Eichmann en Bolivia

Enrique Fernández García*

 

Estamos encerrados en nuestra propia biografía; la persona es su propio marco. No obstante, dentro de este marco las variaciones son perfectamente posibles.



Richard David Precht

 

La madurez implica que los individuos asuman las consecuencias de sus decisiones. Partimos de una premisa según la cual somos libres; por ende, no estamos condenados a obrar conforme al dictado del prójimo. No desconozco de diferentes factores que pueden afectar nuestra soberanía. Pasa que, en el transcurso de la existencia, encontramos situaciones en donde no parecería tener cabida el libre albedrío. Así, debido a diversos elementos, tanto internos como externos, la capacidad de tomar determinaciones por sí mismo resultaría menoscabada. Incluso el cerebro, de acuerdo con la neurociencia, se convertiría en un obstáculo para sostener que somos autónomos, a carta cabal, cuando elegimos entre las distintas alternativas ofrecidas por este mundo. Con todo, aun cuando reconozcamos la importancia de las circunstancias que nos rodean, cabe reivindicar el libre albedrío, aunque, en especial, desde una perspectiva ética. A fin de cuentas, sin libertad, no habría ninguna moralidad.

En política, sin embargo, la historia nos regala cuantiosos ejemplos de inmadurez. Gente que no afronta los efectos provocados por su propio actuar, sea mintiendo o huyendo, ha tenido presencia en todas las épocas. Más, si se trata de brindar una muestra significativa, debemos pensar en Adolf Eichmann. Como es sabido, fue un funcionario del régimen nazi que, merced al trabajo administrativo, contribuyó a la eliminación de innumerables personas. Se ocupó de hacer efectiva la maquinaria que alimentase los campos de concentración, debiendo cargar con abundantes víctimas sobre sus hombros. Empero, cuando se lo sometió a juicio, cuyo desarrollo fue analizado por Hannah Arendt, su defensa fue invariable: solamente cumplía órdenes. En su criterio, como subordinado, no le correspondía reflexionar sobre la justicia de un mandato ni, menos aún, oponerse a su ejecución. Por suerte, su alegato fue desechado, siendo condenado a muerte.

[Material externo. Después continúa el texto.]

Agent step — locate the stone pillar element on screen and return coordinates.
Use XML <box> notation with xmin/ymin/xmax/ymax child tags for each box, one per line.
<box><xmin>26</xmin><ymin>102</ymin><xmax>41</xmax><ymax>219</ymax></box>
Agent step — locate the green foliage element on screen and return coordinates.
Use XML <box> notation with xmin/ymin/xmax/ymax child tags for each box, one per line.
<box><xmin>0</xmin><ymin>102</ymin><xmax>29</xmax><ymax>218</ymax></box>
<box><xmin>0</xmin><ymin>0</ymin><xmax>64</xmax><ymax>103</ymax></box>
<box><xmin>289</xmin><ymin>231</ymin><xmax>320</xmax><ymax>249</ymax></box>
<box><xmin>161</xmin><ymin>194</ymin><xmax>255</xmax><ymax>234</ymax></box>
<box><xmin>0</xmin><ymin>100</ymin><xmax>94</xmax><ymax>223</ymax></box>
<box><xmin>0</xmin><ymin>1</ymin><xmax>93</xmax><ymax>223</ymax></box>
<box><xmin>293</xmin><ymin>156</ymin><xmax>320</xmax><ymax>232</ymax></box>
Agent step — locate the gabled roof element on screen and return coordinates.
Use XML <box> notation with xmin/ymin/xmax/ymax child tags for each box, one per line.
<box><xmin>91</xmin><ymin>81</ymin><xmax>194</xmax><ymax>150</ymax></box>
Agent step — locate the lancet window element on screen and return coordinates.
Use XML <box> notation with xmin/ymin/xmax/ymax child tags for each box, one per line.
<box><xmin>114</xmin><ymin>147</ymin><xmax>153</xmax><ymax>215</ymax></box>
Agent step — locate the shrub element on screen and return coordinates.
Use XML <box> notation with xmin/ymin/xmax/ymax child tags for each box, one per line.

Al caer el régimen de Morales Ayma, recordar a Eichmann se volvió inevitable. Ocurre que, con el paso del tiempo, sujetos que prestaron sus servicios al anterior Gobierno se decantaron por denunciar irregularidades. En efecto, mediante cartas y otros medios, esos empleados revelaron que fueron obligados a participar en mitines, marchar, bloquear, apoyar al proceso de cambio. Desde su óptica, por consiguiente, habrían sido víctimas que, en síntesis, merecen nuestra indulgencia. De este modo, atendiendo a sus argumentos, tendríamos que evitar toda condena en su contra. No importa qué hayan realizado; era solo el cumplimiento de órdenes impartidas por sus jefes. No podían hacer, pues, nada frente a tales abusos. No parece la mejor forma de facilitar su exculpación.

El problema es que las órdenes no se habrían limitado a disfrazarse de originarios y gritar en favor del entonces oficialismo. En relevantes casos, las labores que se pidieron consumar conllevaban la violación de los derechos fundamentales. No eran faltas menores, ni mucho menos. Aludo a la pérdida de libertad, el menoscabo del patrimonio, entre otros ataques que se dirigieron contra opositores. Varios de aquellos empleados fueron quienes ayudaron a perpetrar barbaridades. Los mandatos que cumplían no fueron innocuos; tuvieron víctimas, algunas letales, como José María Bakovic. ¿Podían ayudarlas? Yo creo que, aunque sea, salvo excepciones, percatándose de la injusticia, se pudo haber optado por renunciar. ¿Que se quedaban sin trabajo? Tal vez haya sido mejor que anular su propia conciencia moral.